Book Race and Racism in Nineteenth Century Art

Download or read book Race and Racism in Nineteenth Century Art written by Naurice Frank Woods Jr. and published by Univ. Press of Mississippi. This book was released on 2021-06-28 with total page 253 pages. Available in PDF, EPUB and Kindle. Book excerpt: Painters Robert Duncanson (ca. 1821–1872) and Edward Bannister (1828–1901) and sculptor Mary Edmonia Lewis (ca. 1844–1907) each became accomplished African American artists. But as emerging art makers of color during the antebellum period, they experienced numerous incidents of racism that severely hampered their pursuits of a profession that many in the mainstream considered the highest form of social cultivation.

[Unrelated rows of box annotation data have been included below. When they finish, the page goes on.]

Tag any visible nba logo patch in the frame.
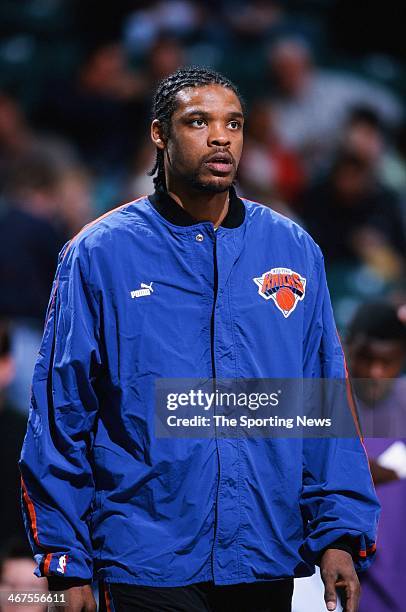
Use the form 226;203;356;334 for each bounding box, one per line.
252;268;306;318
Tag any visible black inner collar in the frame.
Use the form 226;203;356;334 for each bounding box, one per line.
148;187;245;229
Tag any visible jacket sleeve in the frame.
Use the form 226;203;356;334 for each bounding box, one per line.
19;243;101;580
301;246;380;571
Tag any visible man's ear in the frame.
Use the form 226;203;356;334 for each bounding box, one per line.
151;119;165;150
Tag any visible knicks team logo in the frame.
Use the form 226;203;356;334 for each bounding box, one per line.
253;268;306;318
56;555;68;574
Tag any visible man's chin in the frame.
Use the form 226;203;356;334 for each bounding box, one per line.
193;176;234;193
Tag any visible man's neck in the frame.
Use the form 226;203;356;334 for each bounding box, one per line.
168;185;229;227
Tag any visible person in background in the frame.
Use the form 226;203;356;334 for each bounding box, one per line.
0;319;27;546
347;302;406;612
239;100;306;208
297;149;406;276
268;37;402;174
0;539;47;612
0;155;66;413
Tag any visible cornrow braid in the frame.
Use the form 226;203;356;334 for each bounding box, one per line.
148;66;244;191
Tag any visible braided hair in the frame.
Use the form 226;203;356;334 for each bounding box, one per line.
148;66;244;191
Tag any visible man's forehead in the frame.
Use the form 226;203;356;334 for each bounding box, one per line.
175;84;242;113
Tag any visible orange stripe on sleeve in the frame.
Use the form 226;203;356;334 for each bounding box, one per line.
21;476;41;546
104;583;112;612
44;553;52;576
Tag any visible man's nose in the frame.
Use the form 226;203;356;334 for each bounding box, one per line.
208;126;230;147
369;361;385;380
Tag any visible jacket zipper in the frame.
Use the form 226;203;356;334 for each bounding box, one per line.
210;233;221;579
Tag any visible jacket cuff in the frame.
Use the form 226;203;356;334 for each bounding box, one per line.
319;536;358;562
47;576;92;591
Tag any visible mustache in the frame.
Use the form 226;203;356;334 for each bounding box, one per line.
202;148;236;167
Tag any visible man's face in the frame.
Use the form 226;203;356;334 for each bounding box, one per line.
349;336;405;404
157;85;244;193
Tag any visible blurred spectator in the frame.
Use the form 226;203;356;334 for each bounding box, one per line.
268;38;402;172
347;303;406;612
0;156;66;324
0;92;75;193
58;166;94;238
0;540;48;612
381;123;406;201
0;155;66;412
37;42;148;173
124;0;201;54
145;36;185;85
299;151;406;278
126;138;155;200
341;106;385;167
225;0;283;40
239;101;305;206
0;319;27;546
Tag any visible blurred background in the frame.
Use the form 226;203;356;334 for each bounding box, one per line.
0;0;406;612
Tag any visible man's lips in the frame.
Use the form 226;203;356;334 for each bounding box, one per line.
204;153;234;174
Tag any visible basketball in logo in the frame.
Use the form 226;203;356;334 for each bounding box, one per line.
276;287;296;312
252;268;306;319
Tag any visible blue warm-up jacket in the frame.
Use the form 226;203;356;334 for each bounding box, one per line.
20;190;379;586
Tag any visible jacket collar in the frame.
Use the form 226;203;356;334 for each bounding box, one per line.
148;187;245;229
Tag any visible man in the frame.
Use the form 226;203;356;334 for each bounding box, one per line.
20;68;378;612
347;302;406;612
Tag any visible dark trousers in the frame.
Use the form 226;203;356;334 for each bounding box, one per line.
100;579;293;612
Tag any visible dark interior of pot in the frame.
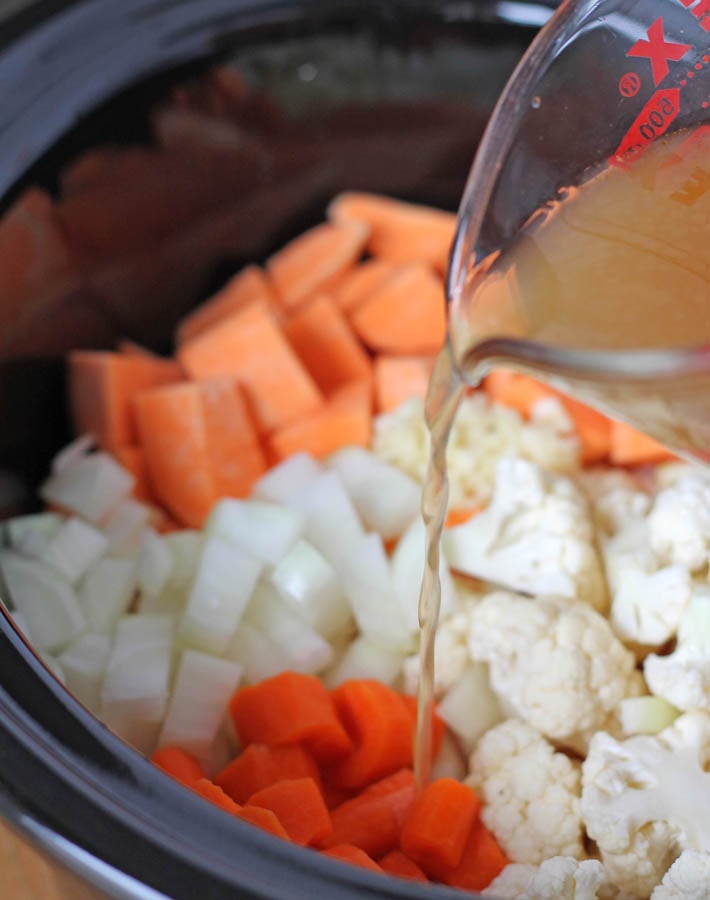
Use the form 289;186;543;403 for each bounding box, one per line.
0;0;548;898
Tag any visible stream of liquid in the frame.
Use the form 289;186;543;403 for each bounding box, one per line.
415;126;710;786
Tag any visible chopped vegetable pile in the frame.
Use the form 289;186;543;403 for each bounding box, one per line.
0;185;710;900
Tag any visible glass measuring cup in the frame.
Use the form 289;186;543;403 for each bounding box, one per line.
454;0;710;459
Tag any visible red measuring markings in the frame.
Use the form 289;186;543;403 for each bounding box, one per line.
610;88;680;165
626;16;692;85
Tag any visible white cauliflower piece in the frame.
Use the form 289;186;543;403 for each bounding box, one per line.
482;856;606;900
443;458;607;611
469;591;638;741
373;393;579;507
651;850;710;900
595;484;692;647
466;719;584;865
644;587;710;710
582;712;710;898
648;471;710;572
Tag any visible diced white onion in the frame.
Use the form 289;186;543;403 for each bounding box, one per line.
439;663;504;752
271;540;352;639
78;557;136;634
42;516;108;584
103;497;151;557
339;534;414;652
324;636;403;689
100;614;175;755
40;452;135;523
158;650;242;760
244;582;333;675
252;453;323;503
180;537;262;656
392;516;456;631
0;550;86;652
58;634;112;713
619;697;680;737
227;620;291;684
205;499;306;566
288;472;364;568
328;447;421;540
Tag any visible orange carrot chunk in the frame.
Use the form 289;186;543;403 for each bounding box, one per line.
609;421;675;466
249;778;333;847
111;446;157;504
266;222;369;310
135;383;219;528
379;850;429;881
441;820;508;891
400;778;481;875
229;672;352;763
374;356;434;412
239;805;291;841
325;679;412;790
328;192;456;274
214;744;320;803
323;844;382;872
333;259;396;314
178;300;322;434
268;381;372;461
190;778;242;816
176;266;275;346
350;262;446;355
283;294;372;396
150;747;207;787
69;350;182;450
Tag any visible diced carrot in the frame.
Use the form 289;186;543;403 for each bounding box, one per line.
332;259;396;314
150;747;207;787
609;421;675;466
266;222;370;310
249;778;333;847
400;778;481;875
200;378;267;497
190;778;242;816
283;294;372;396
111;446;156;503
178;300;322;434
379;850;429;881
402;694;446;759
441;819;508;891
325;679;412;790
323;844;382;872
176;266;274;346
214;744;320;803
69;350;182;450
444;506;482;528
350;262;446;356
484;369;557;419
229;672;352;763
328;192;456;274
239;804;291;841
374;356;434;412
323;770;416;857
268;381;372;462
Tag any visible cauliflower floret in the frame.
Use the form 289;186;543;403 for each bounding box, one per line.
648;472;710;572
483;856;606;900
582;712;710;898
466;719;584;865
644;587;710;710
652;850;710;900
373;393;579;507
443;459;607;611
469;591;638;742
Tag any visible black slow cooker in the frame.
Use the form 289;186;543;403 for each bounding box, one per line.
0;0;550;900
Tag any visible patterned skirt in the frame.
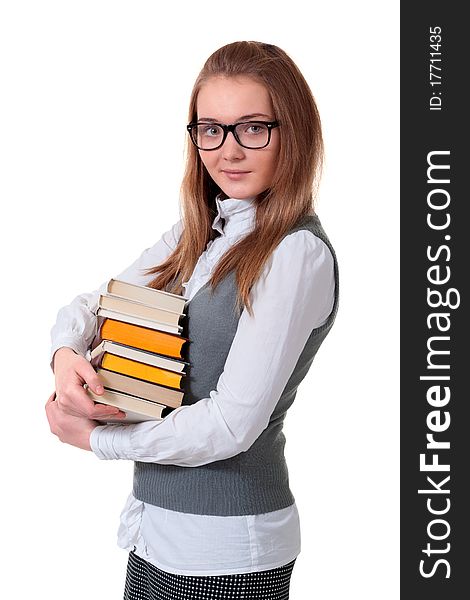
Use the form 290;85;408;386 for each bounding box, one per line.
124;551;295;600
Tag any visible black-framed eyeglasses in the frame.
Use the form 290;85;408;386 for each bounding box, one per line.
186;121;279;150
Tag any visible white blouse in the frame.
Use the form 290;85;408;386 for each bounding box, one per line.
51;198;334;576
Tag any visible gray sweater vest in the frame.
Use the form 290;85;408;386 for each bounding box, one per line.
133;216;338;516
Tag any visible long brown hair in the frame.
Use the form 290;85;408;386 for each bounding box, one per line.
146;41;323;315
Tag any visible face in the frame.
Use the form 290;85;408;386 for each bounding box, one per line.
196;76;279;199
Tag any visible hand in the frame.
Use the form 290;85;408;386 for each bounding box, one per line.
46;392;99;450
54;347;126;421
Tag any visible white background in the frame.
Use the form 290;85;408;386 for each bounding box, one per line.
0;0;399;600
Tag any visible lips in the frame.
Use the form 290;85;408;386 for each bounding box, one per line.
222;169;251;180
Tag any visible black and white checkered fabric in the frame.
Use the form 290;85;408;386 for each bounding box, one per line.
124;552;295;600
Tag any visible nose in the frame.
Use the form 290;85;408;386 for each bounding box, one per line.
221;131;245;160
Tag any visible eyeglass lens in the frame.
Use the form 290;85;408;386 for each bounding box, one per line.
193;122;269;150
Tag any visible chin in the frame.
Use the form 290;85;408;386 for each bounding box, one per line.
219;185;259;200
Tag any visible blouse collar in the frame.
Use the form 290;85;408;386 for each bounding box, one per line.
212;194;256;235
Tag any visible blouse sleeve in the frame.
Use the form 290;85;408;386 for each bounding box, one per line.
90;230;335;467
50;220;182;370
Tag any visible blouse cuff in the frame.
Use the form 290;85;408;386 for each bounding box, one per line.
90;424;131;460
49;337;87;372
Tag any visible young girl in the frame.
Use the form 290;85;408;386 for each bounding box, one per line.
46;42;338;600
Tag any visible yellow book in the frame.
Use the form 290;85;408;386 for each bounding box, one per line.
101;352;182;390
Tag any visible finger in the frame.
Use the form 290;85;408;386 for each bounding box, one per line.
77;360;104;394
46;390;56;406
85;389;126;420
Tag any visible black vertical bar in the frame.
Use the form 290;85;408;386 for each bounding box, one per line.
400;0;470;600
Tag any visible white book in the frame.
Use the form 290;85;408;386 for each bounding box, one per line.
85;385;171;423
96;307;183;335
106;279;187;313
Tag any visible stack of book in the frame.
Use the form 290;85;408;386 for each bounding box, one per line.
85;279;188;423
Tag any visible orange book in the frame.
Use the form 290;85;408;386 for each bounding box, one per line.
100;319;188;359
101;352;182;390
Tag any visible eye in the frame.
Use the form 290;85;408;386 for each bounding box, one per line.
198;123;223;137
243;123;267;136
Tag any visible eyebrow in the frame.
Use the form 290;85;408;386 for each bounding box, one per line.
198;113;272;123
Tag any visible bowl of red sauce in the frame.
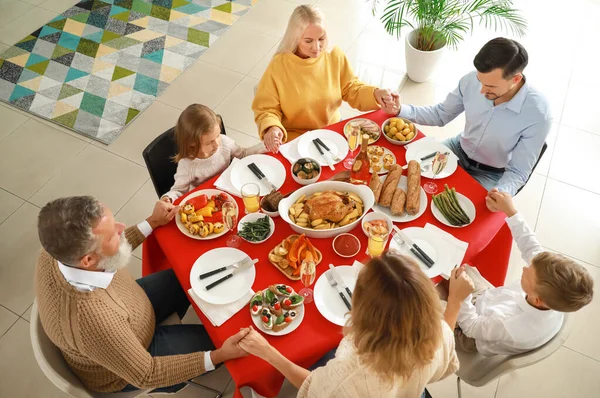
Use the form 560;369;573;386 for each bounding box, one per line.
333;234;360;258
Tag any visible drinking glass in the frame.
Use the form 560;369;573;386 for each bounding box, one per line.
221;200;242;247
298;260;317;304
367;229;389;257
344;127;360;170
423;152;448;195
240;183;260;214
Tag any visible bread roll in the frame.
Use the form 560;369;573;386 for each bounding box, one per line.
406;160;421;216
379;164;402;207
391;188;406;216
369;173;383;203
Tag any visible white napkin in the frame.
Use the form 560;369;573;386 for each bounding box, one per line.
215;158;242;198
188;289;254;327
279;137;302;163
352;260;365;278
425;223;469;279
404;137;437;149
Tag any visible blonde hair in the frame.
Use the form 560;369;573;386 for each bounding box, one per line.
345;252;442;383
531;252;594;312
174;104;220;162
275;5;327;55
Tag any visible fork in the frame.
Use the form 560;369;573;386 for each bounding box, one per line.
325;272;352;311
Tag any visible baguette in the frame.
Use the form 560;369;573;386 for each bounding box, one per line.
406;160;421;216
391;188;406;216
369;173;383;203
379;164;402;207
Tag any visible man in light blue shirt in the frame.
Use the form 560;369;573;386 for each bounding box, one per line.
398;38;552;199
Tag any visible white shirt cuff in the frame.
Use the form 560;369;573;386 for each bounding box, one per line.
137;220;152;238
506;212;524;227
204;351;215;372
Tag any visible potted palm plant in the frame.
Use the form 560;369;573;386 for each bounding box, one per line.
373;0;527;83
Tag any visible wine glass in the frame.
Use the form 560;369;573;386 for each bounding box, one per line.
298;260;317;304
344;126;360;170
221;200;242;247
423;152;449;195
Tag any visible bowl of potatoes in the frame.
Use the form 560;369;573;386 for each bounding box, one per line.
381;117;417;145
279;181;375;238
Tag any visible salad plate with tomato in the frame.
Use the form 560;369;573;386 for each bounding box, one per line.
175;189;239;240
249;283;304;336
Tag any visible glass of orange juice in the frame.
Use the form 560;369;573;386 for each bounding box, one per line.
241;183;260;214
367;230;389;257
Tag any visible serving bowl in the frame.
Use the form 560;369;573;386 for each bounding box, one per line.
290;158;321;185
238;212;275;245
279;181;375;238
361;211;394;238
381;117;419;145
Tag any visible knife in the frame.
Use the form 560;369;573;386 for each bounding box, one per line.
206;260;258;290
313;139;335;170
315;138;342;162
198;257;258;279
394;225;435;268
329;264;352;298
325;271;352;311
248;163;277;191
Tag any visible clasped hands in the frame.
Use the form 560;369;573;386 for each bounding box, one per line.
213;326;275;364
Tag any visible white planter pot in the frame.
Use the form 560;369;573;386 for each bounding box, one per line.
405;30;446;83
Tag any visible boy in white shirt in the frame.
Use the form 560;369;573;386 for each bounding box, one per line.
450;189;594;355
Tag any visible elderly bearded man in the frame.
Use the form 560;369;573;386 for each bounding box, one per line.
35;196;246;392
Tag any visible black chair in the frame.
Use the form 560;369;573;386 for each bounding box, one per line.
515;142;548;196
142;116;226;198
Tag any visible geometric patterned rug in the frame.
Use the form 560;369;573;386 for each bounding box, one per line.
0;0;258;144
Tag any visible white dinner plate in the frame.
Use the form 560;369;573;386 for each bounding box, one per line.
389;227;451;278
406;139;458;180
298;129;348;166
373;175;427;222
431;192;476;228
250;298;304;336
314;265;359;326
230;155;285;196
175;189;239;240
190;247;256;304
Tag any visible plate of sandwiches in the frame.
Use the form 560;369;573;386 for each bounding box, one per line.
369;160;427;222
250;283;304;336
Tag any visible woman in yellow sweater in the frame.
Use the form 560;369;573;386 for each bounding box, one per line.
252;5;394;152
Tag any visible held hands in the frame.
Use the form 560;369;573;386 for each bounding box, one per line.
263;126;283;153
219;329;249;362
239;326;274;361
146;200;179;229
448;265;475;303
373;88;400;116
485;188;517;217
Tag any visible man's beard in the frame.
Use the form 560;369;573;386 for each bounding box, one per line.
96;234;131;272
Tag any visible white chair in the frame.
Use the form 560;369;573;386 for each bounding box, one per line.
456;314;571;398
29;302;222;398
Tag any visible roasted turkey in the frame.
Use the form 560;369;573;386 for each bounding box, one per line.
304;191;354;222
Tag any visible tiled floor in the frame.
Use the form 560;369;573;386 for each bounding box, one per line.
0;0;600;398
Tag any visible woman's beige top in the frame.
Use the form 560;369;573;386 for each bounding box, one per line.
298;321;458;398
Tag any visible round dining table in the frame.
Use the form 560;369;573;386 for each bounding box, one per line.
142;111;512;397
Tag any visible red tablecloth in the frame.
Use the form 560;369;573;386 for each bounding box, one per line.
142;111;511;397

Despite barriers imposed upon them due to their racial inheritance, these artists shared a common cause in demanding acceptance alongside their white contemporaries as capable painters and sculptors on local, regional, and international levels. Author Naurice Frank Woods Jr. provides an in-depth examination of the strategies deployed by Duncanson, Bannister, and Lewis that enabled them not only to overcome prevailing race and gender inequality, but also to achieve a measure of success that eventually placed them in the top rank of nineteenth-century American art. Unfortunately, the racism that hampered these three artists throughout their careers ultimately denied them their rightful place as significant contributors to the development of American art. Dominant art historians and art critics excluded them in their accounts of the period. In this volume, Woods restores their artistic legacies and redeems their memories, introducing these significant artists to rightful, new audiences.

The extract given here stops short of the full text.